Ingénieur, artisan et précurseur dans le domaine des bétons, Pierre Richard y a laissé son empreinte. Pourtant, il est le père des BHP et des Bfup…
Cet article est à retrouver dans le n°72 de Béton[s] le Magazine.
Rendons à César ce qui appartient à César ! Il aura fallu l’association des travaux du physicien Pierre-Gilles de Gennes (1932-2007) sur les mélanges granulaires et ceux de Pierre Richard (né à Villeurbanne en 1927-2002), pour propulser le béton des Romains au rang de matériau High Tech. Qui se souvient de l’homme à l’origine des bétons à hautes performances (BHP) ou des bétons fibrés à ultra hautes performances (Bfup) ? S’est-on réellement penché sur l’un des pères de ces développements “révolutionnaires” pour le monde de la construction ? Remettons-nous dans le contexte.
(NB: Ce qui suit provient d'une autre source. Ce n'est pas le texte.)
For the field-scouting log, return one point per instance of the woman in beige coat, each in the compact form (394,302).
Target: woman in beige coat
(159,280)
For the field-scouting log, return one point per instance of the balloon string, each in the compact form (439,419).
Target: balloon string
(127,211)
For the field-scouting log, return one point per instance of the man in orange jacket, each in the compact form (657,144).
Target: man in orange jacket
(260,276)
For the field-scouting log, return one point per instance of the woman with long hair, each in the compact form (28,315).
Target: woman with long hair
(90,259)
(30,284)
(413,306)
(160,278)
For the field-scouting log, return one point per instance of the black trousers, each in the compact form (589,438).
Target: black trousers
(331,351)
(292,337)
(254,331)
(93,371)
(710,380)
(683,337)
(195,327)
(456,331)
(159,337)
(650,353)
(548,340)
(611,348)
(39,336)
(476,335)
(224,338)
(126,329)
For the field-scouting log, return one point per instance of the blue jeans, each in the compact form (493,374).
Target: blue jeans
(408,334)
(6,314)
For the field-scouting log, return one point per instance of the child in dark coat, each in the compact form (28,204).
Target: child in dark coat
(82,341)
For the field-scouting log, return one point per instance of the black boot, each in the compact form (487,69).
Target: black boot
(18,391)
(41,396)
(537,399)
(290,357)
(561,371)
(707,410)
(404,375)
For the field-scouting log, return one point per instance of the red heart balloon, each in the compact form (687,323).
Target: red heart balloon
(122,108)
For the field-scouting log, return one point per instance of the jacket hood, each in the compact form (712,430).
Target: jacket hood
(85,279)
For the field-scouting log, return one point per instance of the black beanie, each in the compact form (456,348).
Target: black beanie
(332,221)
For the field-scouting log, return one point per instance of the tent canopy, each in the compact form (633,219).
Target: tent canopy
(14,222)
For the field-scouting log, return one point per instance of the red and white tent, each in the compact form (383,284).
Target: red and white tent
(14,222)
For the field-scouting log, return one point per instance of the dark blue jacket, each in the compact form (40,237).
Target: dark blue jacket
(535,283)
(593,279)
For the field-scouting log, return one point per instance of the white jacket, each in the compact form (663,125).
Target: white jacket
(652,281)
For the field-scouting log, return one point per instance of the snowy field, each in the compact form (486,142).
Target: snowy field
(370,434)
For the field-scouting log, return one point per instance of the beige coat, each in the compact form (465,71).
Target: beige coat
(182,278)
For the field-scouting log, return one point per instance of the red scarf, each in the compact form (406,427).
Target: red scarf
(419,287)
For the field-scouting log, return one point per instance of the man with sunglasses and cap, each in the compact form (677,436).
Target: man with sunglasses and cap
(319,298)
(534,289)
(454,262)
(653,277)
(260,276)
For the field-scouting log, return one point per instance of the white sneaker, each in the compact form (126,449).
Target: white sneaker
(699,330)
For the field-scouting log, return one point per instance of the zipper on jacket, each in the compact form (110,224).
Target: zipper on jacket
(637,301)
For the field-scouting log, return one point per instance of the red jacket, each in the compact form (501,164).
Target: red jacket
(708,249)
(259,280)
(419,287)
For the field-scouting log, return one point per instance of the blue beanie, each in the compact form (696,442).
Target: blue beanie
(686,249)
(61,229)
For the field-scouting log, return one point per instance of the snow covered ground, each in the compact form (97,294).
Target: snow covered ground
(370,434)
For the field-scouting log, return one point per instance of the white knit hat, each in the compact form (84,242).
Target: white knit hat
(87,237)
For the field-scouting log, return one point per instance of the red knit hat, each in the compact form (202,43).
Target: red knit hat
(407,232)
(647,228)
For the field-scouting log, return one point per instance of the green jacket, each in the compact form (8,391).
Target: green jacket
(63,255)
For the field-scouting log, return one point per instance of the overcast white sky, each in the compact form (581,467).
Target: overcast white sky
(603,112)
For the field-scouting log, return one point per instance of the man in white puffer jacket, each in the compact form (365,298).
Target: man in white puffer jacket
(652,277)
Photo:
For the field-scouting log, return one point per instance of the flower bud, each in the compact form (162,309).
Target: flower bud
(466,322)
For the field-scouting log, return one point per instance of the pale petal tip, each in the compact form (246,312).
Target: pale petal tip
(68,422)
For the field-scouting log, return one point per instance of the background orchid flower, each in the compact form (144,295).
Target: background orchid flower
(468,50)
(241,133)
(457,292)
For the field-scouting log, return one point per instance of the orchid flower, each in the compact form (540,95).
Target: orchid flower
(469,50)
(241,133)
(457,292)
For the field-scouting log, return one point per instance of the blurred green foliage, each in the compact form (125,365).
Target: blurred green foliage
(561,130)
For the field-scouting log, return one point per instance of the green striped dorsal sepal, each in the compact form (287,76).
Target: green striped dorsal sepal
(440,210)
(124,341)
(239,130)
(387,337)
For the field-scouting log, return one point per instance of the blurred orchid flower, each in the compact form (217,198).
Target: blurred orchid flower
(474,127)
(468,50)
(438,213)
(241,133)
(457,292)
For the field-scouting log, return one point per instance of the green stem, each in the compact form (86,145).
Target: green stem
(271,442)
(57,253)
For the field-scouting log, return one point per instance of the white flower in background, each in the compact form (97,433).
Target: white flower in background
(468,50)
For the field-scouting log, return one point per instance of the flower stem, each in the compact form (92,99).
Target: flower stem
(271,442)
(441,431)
Celui qui nous intéresse se nomme Pierre Richard. Dès 1967, il est directeur scientifique de l’entreprise Bouygues. Et dans ce cadre, cet ingénieur de l’Ensais (Ecole nationale supérieure des arts et d’industrie de Strasbourg, actuelle Insa) se penche sur les bétons.
Convaincu que l’évolution d’une structure ne peut se faire sans celle des éléments, qui la constituent, Pierre Richard va consacrer sa carrière à la recherche de nouveaux matériaux utilisables, notamment en génie civil. Il commence par développer la réalisation d’éléments préfabriqués en béton précontraint, notamment, pour la construction du Parc des Princes, à Paris (1972). « Pierre Richard avait un sens intuitif des structures. Et cela au premier regard. Il comprenait instantanément leur fonctionnement, sans même faire de calculs. Et “voyait” transiter leurs efforts, se souvient Bernard Raspaud, l’un de ses proches collaborateurs, puis son successeur chez Bouygues. Il était très rigoureux dans ses raisonnements. Son mot d’ordre : “il ne faut rien mettre d’inutile ! C’est ainsi qu’un jour, il m’a confié : “j’ai trouvé ce qu’il faut enlever au béton !” »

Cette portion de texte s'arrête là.